Why Do You Exercise?
While you’re thinking about the answer to that question, consider this; most people don’t have any idea why they REALLY exercise.
If you ask them why they exercise, they’ll say things like they want to be healthy, or they want to look good naked, or they need to lose some weight because their doctor said they’d end up with diabetes if they don’t.
Those are surface-level reasons and are only a portion of the truth. The real bummer is that the people who supply these answers have no idea there’s more below the surface.
Let’s dig into why only having a portion of the truth is a problem and what people really mean when they say, I want to be healthy, look good, etc.
What Do We Really Mean?
When someone says, for example, “I want to be healthy,” what is health referring to?
Do they want to live until they’re 110?
Do they want to run the Boston Marathon?
Do they want to lower their blood pressure?
If you ask them, you’ll get wildly different answers from person to person, but if you keep digging, you’ll almost always come to the same conclusion.
They want to feel the way they believe a healthy person feels.
For a person that’s currently overweight, that might mean being able to climb the flight of stairs in their home without feeling out of breath or being able to get down on the floor to play with their kids without making sure there’s a piece of furniture nearby to help them get back to their feet.
For a person who’s beat up from old sports injuries feeling healthy again could be having the option to play basketball with their teenage child without having to worry about knee and shoulder pain for the next 48 hours.
Everyone’s definition of feeling healthy is different, and the route required to get from where they are now to where they want to be won’t look like the person in front or behind them in line at the grocery store.
It works the same for those who want to look good naked.
What does that mean?
It’s different for everyone, but ultimately it boils down to feeling confident in their own bodies.
That’s what they want.
That’s the way they want to feel.
The Partial Truth
Why is it a problem to go into fitness with a partial truth?
If you haven’t clearly defined what you want out of your fitness journey, the likelihood that you end up feeling fulfilled and happy with your investment is nearly ZERO.
Think of it like this.
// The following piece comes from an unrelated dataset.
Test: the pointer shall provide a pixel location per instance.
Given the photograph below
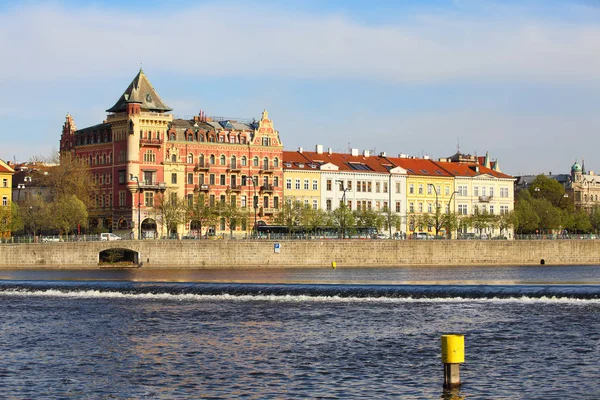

If you’re standing on a busy street corner and ask someone for directions do you ask for directions to a specific destination, or do you say something like, “I want to go west; which direction is that?”
“West” is the equivalent of plotting your fitness journey with a partial truth. You can start in the right direction but never know when you’ve arrived.
Knowing the address of your specific destination is the opposite; you know where you’re going, why you want to go there, and when you arrive, there’s no possibility of mistaking it.
This is where something we call “practical fitness” comes into the equation.
What is practical fitness?
In a nutshell, practical fitness is the level of fitness you need to live your life as you see fit and nothing you don’t.
Instead of chasing gym metrics arbitrarily, it’s setting specific goals relative to what you want to be able to do in life.
Adding 20 pounds onto your back squat isn’t likely to improve your quality of life in a meaningful way if you just want to play soccer in the yard with your kids.
Adding 2 more pull-ups probably won’t make you any happier if it doesn’t allow you to hike pain-free with your friends and family.
You need to know the deep truth behind why you exercise because you’ll have no idea what practical fitness looks like for you if you don’t have specific goals and desires to check it against.
On the flip side, when you’ve defined exactly what you want to get out of your fitness investment, and you understand the whole truth behind it, it’s easy to tell whether or not the work you’re doing in the gym is moving the needle in a meaningful way.